In the 1970s the Canadian parliament put comprehensive provisions on intercepts into the Criminal Code that gave heightened privacy protections when police were applying for a wiretap. On Monday October 15, the Canadian Civil Liberties Association presented arguments before the Supreme Court of Canada to ensure that these privacy protections remain meaningful in an era dominated by cell phones and text messaging.
Over the past few years Telus, the cell phone provider, has received tens of thousands of search warrants, production orders and interception authorizations from police requiring them to hand over customer information and communications. Usually, warrants and production orders require cell phone providers to produce past communications, and interception orders allow for real-time surveillance. In March 2010, however, the police served Telus with a General Warrant and Assistance Order requiring the company to produce all text messages to and from a specific customer over the next 14 days. The police argued that, because Telus stored text messages for 30 days, this was not a wiretap. In practice, however, this type of warrant would give police daily, surreptitious access to all private messages, at times allowing law enforcement to read messages before the that had been received or read by the intended recipient.

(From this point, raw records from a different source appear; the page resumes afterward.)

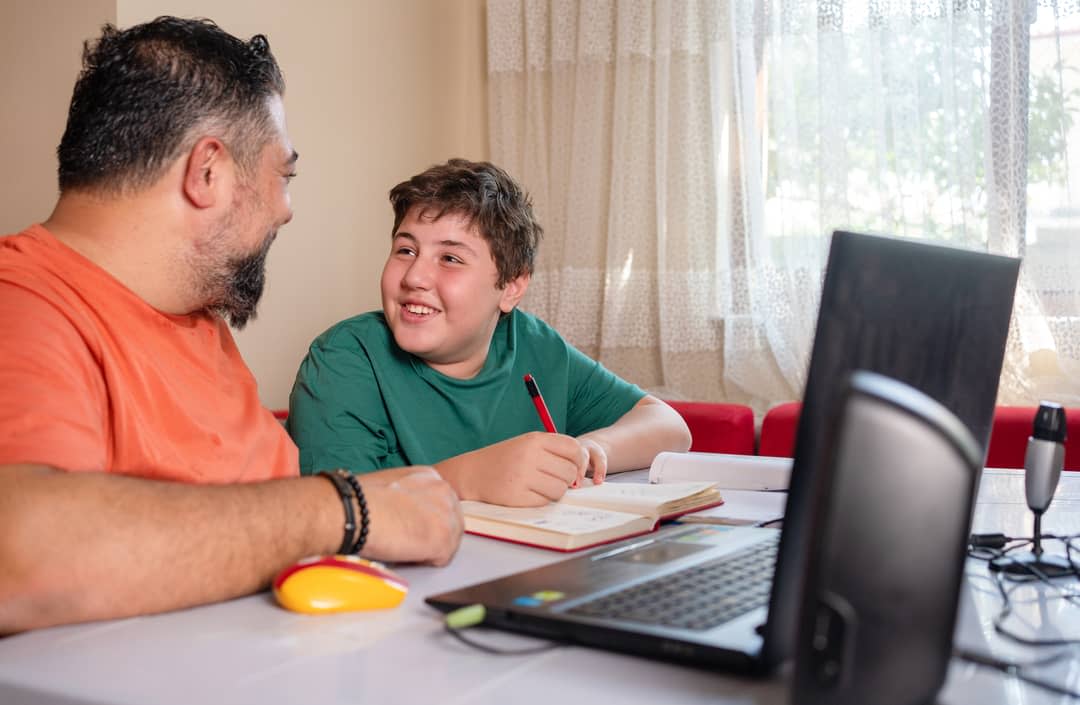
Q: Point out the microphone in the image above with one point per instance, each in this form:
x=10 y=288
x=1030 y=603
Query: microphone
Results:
x=1044 y=457
x=1042 y=469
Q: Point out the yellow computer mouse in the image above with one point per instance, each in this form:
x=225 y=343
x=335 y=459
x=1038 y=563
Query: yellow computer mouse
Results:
x=323 y=584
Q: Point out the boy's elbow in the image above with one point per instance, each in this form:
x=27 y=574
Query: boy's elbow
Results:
x=683 y=439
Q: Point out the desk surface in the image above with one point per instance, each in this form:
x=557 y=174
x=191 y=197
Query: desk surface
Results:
x=251 y=651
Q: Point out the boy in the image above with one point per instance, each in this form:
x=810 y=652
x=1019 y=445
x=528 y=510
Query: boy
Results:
x=436 y=377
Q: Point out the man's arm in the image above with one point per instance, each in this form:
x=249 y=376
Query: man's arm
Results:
x=633 y=441
x=80 y=546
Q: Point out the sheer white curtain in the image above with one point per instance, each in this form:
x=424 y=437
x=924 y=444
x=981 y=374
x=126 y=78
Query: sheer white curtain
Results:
x=689 y=160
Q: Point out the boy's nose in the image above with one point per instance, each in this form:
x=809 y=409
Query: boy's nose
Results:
x=418 y=274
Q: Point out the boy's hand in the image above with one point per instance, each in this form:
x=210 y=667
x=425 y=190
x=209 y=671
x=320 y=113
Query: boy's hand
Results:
x=529 y=470
x=597 y=459
x=415 y=516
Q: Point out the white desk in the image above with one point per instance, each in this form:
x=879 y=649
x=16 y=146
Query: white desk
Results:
x=251 y=651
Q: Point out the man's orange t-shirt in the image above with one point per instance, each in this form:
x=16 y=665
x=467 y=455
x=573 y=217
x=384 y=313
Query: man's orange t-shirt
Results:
x=92 y=378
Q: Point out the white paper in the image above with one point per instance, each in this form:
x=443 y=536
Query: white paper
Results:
x=742 y=507
x=727 y=471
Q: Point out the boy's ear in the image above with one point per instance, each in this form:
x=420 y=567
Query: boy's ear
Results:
x=513 y=292
x=205 y=174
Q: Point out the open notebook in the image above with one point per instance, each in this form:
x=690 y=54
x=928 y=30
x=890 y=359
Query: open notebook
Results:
x=591 y=515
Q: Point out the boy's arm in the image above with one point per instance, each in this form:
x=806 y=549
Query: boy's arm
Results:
x=80 y=546
x=633 y=441
x=336 y=417
x=528 y=470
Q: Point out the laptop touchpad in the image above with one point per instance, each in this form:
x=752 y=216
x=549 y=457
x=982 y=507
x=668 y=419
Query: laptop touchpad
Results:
x=659 y=553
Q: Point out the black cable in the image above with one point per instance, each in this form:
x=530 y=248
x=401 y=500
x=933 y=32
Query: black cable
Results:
x=1016 y=669
x=463 y=618
x=996 y=551
x=459 y=635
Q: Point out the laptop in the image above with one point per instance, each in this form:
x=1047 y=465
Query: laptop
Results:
x=728 y=597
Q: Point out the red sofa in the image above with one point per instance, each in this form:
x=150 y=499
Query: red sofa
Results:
x=718 y=428
x=1012 y=425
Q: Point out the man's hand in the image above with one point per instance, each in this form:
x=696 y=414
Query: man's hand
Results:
x=415 y=516
x=529 y=470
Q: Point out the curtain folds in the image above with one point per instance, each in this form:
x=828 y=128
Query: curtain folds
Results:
x=689 y=159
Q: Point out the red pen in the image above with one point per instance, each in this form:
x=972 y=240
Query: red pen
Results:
x=538 y=402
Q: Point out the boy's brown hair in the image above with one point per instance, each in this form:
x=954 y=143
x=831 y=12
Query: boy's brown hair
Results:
x=488 y=199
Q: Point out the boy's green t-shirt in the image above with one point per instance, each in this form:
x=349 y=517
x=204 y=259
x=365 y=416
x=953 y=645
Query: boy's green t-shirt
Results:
x=362 y=403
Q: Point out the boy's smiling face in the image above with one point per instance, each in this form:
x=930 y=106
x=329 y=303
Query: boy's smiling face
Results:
x=440 y=295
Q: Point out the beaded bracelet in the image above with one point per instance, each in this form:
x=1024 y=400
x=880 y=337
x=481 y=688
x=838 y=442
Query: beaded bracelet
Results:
x=364 y=517
x=345 y=490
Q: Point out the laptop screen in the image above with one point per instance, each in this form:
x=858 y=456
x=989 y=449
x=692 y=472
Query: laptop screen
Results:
x=934 y=317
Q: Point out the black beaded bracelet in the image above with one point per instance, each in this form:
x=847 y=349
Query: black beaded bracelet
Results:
x=346 y=492
x=364 y=517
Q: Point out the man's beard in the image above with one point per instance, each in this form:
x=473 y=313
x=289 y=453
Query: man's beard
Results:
x=237 y=285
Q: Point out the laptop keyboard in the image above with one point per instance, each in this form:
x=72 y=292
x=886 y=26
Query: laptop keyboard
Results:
x=698 y=597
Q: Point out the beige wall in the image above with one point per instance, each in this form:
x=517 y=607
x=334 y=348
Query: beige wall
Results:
x=40 y=57
x=377 y=91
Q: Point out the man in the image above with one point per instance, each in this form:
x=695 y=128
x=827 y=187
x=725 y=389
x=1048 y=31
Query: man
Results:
x=116 y=358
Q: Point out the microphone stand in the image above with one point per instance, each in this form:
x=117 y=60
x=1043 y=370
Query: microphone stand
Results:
x=1042 y=468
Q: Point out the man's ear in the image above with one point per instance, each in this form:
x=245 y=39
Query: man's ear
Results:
x=206 y=173
x=513 y=292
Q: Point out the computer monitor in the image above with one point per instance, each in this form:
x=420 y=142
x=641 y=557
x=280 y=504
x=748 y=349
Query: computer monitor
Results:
x=932 y=316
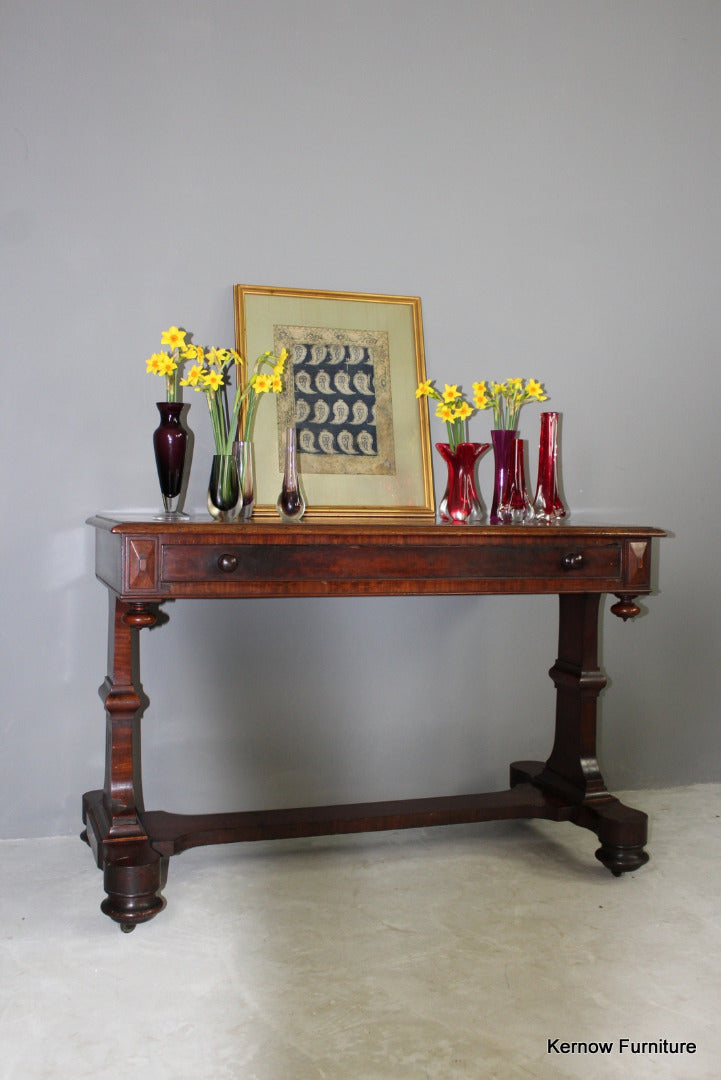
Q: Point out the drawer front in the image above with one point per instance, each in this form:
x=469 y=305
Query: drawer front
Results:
x=556 y=562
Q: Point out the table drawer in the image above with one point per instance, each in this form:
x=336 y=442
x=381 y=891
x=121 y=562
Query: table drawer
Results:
x=554 y=559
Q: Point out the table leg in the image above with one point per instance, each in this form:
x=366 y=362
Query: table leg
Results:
x=572 y=770
x=133 y=872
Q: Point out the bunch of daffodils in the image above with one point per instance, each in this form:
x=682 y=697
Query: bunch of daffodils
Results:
x=452 y=408
x=506 y=400
x=211 y=374
x=166 y=364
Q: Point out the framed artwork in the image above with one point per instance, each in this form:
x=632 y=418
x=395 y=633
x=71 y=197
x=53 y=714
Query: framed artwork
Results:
x=362 y=436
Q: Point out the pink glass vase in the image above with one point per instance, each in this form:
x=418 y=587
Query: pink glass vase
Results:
x=547 y=505
x=503 y=440
x=518 y=507
x=461 y=503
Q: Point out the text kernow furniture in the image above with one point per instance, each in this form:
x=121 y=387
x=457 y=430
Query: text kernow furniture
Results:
x=145 y=562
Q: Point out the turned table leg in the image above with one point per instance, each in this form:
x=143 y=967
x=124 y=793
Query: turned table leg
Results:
x=133 y=872
x=572 y=770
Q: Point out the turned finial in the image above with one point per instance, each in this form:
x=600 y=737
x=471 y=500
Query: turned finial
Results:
x=625 y=608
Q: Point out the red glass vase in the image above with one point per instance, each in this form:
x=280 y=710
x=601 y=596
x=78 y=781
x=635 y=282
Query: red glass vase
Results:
x=547 y=505
x=461 y=503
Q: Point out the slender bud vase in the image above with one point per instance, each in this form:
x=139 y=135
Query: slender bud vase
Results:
x=244 y=454
x=171 y=446
x=461 y=503
x=503 y=440
x=223 y=500
x=290 y=503
x=518 y=507
x=547 y=505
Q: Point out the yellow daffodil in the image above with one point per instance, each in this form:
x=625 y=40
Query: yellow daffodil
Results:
x=153 y=363
x=167 y=364
x=212 y=380
x=507 y=399
x=194 y=376
x=534 y=389
x=261 y=383
x=211 y=375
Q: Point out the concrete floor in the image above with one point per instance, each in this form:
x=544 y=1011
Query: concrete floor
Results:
x=449 y=954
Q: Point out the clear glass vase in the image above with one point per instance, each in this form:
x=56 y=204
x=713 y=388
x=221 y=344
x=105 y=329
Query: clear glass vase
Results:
x=290 y=503
x=244 y=454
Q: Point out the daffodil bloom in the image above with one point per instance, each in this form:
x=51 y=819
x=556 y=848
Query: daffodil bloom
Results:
x=174 y=337
x=534 y=389
x=261 y=383
x=215 y=356
x=507 y=399
x=167 y=364
x=213 y=380
x=193 y=377
x=153 y=363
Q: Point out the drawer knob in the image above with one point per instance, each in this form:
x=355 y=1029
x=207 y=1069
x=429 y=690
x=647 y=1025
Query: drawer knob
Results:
x=228 y=563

The CCLA argued that text messages that are surreptitiously obtained from a cell phone service provider in the midst of the transmission process must be subject to the protections offered to wiretaps in the Criminal Code. As outlined in our Supreme Court arguments, from the standpoint of ordinary Canadians, the key questions and answers in this case seem obvious. Is texting like an oral phone conversation? Yes. If the police obtain your texts from the telephone company who transmits them, is that the same as listening in on your conversation? Yes. Is your expectation of privacy the same? Yes. Should the protection of your privacy be the same? Yes. We hope that the Supreme Court agrees.